Mais ce texte, souvent présenté comme un édit de tolérance, mettait-il les 
	deux religions sur un pied d'égalité ? Reconnaissait-il vraiment le 
	protestantisme ? Et surtout, comment fut-il accueilli par les principaux 
	belligérants ?
		  
			
			
	 
			
	Voici la définition que nous donne le
	Petit Robert (édition 1990) au mot 		  
			
	 
			« tolérance » 
	: nom féminin (1361 ; 1561 ; du latin tolerantia). 1. 
	Le fait de tolérer, de ne pas interdire ou exiger, alors qu'on le pourrait ; 
	liberté qui résulte de cette abstention. 2. Attitude qui consiste à 
	admettre chez autrui une manière de penser ou d'agir différente de celle 
	qu'on adopte soi-même. Voir compréhension, indulgence. 3. 
	Histoire religieuse (fin XVI°). Tolérance théologique, 
	ecclésiastique, religieuse, indulgence à l'égard de l'opinion d'autrui 
	sur les points de dogme que l'Eglise ne considère pas comme essentiels. 
	Courant. (1681). Le fait de respecter la liberté d'autrui en matière de 
	religion, d'opinions philosophiques, politiques. 
			
	Ainsi, force est de constater que le 
	terme de tolérance est à connotation variable au fil des époques, d'autant 
	qu'il existe d'autres sens au mot 		  
			
	 
			« tolérer » : 
	2. Supporter avec patience (ce que l'on trouve désagréable, injuste). 
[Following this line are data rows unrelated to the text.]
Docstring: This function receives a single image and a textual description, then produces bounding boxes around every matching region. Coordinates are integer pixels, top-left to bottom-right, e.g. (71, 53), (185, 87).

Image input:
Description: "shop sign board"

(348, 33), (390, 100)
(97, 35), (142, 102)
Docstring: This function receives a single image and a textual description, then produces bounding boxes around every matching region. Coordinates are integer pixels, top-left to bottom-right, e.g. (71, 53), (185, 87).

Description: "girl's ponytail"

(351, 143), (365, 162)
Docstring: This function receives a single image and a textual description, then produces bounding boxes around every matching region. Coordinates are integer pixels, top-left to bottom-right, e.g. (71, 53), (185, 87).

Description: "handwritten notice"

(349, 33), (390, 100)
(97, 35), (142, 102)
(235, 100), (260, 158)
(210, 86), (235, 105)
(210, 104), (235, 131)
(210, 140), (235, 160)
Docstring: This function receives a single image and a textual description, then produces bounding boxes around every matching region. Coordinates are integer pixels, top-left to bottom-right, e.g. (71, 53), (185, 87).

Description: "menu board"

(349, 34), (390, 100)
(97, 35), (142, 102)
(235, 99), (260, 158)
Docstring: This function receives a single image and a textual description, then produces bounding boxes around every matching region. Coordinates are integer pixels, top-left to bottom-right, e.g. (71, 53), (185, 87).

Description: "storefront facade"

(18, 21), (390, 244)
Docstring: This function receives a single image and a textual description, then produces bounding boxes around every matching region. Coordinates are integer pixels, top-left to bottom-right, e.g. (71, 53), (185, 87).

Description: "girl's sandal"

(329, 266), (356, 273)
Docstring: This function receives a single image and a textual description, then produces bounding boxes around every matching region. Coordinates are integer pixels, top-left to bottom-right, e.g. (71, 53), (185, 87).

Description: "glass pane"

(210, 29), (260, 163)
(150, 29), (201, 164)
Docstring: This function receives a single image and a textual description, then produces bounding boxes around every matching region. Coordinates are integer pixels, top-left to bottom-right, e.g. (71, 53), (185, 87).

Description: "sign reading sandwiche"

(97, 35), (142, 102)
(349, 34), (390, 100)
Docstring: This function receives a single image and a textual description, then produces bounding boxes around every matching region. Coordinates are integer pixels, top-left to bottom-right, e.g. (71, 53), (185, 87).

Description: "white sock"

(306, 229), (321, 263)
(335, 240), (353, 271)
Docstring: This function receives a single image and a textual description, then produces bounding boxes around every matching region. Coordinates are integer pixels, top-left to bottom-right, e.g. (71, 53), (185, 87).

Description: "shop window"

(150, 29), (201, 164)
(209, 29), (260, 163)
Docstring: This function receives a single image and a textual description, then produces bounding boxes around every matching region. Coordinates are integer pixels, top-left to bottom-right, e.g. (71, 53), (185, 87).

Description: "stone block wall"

	Voir endurer, supporter. 3. (1689). Tolérer quelqu'un, 
	Admettre sa présence à contrecœur. Supporter (quelqu'un) malgré ses défauts.
			
	 
			
	L'édit de Nantes fut promulgué à une 
	époque où la France était troublée par  les guerres de religion 
	depuis près d'un demi-siècle. 
			
	A la mort d'Henri III, dernier 
	membre de la dynastie des Valois, la couronne fut cédée à son cousin
	Henri de Bourbon (le défunt n'avait pas eu d'enfants). Le nouveau 
	souverain, protestant, avait eu une jeunesse turbulente ; cependant, il 
	s'était finalement rapproché d'Henri III, qui souhaitait bénéficier de son 
	aide pour lutter contre la Sainte Ligue. 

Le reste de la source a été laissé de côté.